Unlike most museums in the U.S., which only receive federal funding by applying for grants, the foundation of the Smithsonian’s operating budget is through federal appropriations. But, that money is far from enough to keep the doors of the museums, including the Hirshhorn, open and maintain the excellence of the establishment.
Mounting an art exhibition costs anywhere from $75 to $200 per square foot. That figure doesn’t include procuring the art itself (purchasing or commissioning), or shipping and insuring art that is loaned, plus any stipend to the artist. The museum itself, naturally, has to have proper climate control and reasonable building maintenance.
These practical aspects about the Hirshhorn are easily overlooked given the excellence of the exhibitions. Modern art has the ability to tell stories, heighten emotions, explore political and social strife and challenge assumptions about art itself. The year-long exhibition, Pickett’s Charge, by artist Mark Bradford certainly highlights the multifaceted ways in which art can astonish.
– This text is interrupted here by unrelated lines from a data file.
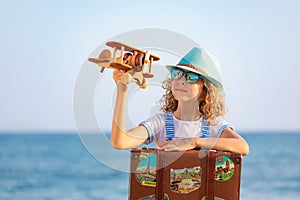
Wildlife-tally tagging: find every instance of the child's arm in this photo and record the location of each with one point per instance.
(120, 138)
(229, 141)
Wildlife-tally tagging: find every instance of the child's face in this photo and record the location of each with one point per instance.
(184, 91)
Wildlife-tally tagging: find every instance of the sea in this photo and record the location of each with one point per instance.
(38, 166)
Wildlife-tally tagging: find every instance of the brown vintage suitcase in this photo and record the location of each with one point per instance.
(189, 175)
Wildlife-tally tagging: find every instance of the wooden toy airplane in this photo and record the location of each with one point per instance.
(132, 60)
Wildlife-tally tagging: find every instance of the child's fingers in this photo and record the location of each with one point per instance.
(117, 75)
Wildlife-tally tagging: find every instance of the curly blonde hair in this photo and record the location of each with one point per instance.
(211, 102)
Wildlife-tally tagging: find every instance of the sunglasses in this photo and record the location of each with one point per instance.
(190, 77)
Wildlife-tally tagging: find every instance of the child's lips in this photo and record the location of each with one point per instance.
(180, 90)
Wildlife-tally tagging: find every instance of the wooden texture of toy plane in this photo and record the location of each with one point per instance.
(131, 60)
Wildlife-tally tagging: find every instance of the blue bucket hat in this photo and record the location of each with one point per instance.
(201, 62)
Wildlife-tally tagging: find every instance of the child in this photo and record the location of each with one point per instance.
(193, 108)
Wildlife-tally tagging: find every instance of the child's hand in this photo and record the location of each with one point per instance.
(179, 144)
(118, 76)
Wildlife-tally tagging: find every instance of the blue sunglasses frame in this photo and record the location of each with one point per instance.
(190, 77)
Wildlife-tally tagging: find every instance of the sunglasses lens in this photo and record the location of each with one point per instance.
(176, 74)
(192, 78)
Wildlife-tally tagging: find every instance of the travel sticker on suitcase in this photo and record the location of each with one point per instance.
(146, 170)
(152, 197)
(185, 180)
(224, 168)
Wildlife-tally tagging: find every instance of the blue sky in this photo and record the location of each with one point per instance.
(45, 43)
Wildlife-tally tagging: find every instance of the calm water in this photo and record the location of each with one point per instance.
(58, 166)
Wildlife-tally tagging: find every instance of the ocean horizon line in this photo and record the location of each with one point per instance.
(107, 132)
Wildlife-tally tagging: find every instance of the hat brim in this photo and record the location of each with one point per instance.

But, as a member of the Hirshhorn’s board of trustees I know that the practical side of things must be kept at the forefront if the museum is going to keep its doors open. So, while the Hirshhorn is free, I encourage people who have the financial means to donate to the museum.
There is so much more to the Hirshhorn than open doors. Educational programs, lectures and discussions, special events and re-sculpting the space of the museum itself all rely, heavily, on private donations to continue.
I’m proud to serve on the board of a museum that offers so much to visitors. Especially because anyone, no matter their means, can enjoy the Hirshhorn– thanks to James Smithson, Congress and all the people generous enough to donate to this outstanding institution.